WellSouth partner with Southern Rūnaka for Invercargill primary care service
Further strengthening the focus on equity in primary health care, WellSouth is partnering with Southern Rūnaka in the creation of a primary care service in Invercargill.
Hokonui Rūnanga, Waihōpai Rūnaka and Awarua Rūnaka and WellSouth Primary Health Network will work together to create a primary health service targeting unenrolled patients in Invercargill, particularly unenrolled Māori populations. The partnership will be based on a whānau-centred model of care, increasing access to primary care in the city.
WellSouth’s board of trustees approved in principle the development of a joint venture partnership at its May meeting. WellSouth management is working with Rūnaka representatives to develop a business case and make further arrangements for the primary care services.
“It’s a time of significant change in the health system in Aotearoa-New Zealand, and WellSouth and our partners see this as an opportunity to work together to improve access to care, starting with Invercargill,” says Andrew Swanson-Dobbs.
“This represents what we see as the future in healthcare: partnerships, collaboration and community connections, using our respective strengths and skills to provide the best care possible for our patients and whānau.”
“We are very much looking forward to working together and are grateful for the faith our partners have in us.”
While initially focused on delivering primary care services similar to those delivered by general practice and Māori health providers, the partners acknowledge the potential for the scope of service to expand to include other community-based services in the future.
Hokonui Rūnanga manager Terry Nicholas says supporting the joint venture is a natural fit for the Rūnanga.
“It’s clear, we have to be future-focused - thinking about what health services our whānau and wider community need and how we can work together to deliver that care. This joint venture will be a platform on which to build broader and further-reaching health services in the future that meet our communities’ needs.”
Louise Fowler chair of Awarua Whānau Services and trustee of Te Rūnaka o Awarua Charitable Trust says: “ Through this partnership, we have an opportunity to not only pursue the aspirations and moemoeā of our tāua and kuia, both past and present , but support all our community in accessing and achieving hauora, for them and their whānau.”
Invercargill Primary Care Service
In February, WellSouth announced it planned to create a primary care service to supplement the general practice capacity currently available in Invercargill.

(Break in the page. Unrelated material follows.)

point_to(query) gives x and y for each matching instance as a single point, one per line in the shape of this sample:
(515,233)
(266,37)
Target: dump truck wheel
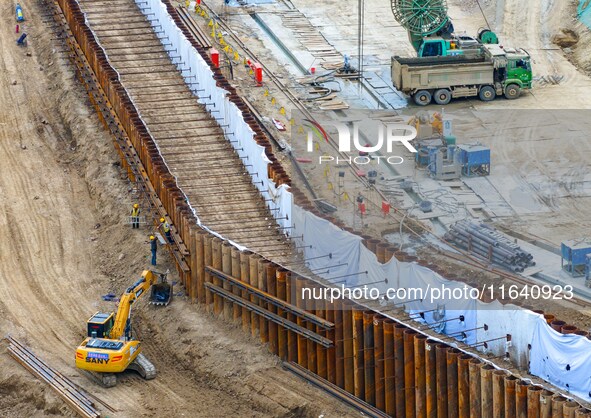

The new service will support patients who are not currently enrolled with a practice, providing access to care and the same funded programmes delivered at most other general practices.
A draft model of care for the new service is being created along with the business plan and WellSouth has begun recruiting staff for the primary care service. Rūnaka partners are supporting these efforts.
This new partnership follows the agreement signed in March with Southern health providers and the Murihiku and Araiteuru Papatipu Rūnaka, representing Māori from across Otago and Southland. That agreement renews health providers’ commitment to improve equity of access and health outcomes for Māori.
WellSouth chairman Dr Doug Hill says this new partnership in Invercargill is the spirit of that agreement in action and has the potential to make a genuine difference to Māori health outcomes in the Southern region.
“The new health reforms have made it clear that all primary health providers in a locality need to work more closely together to make healthcare more accessible, and the health system easier to navigate. As the leading provider of primary healthcare in the Southern locality, WellSouth is committed to working closely with iwi to make sure this happens.”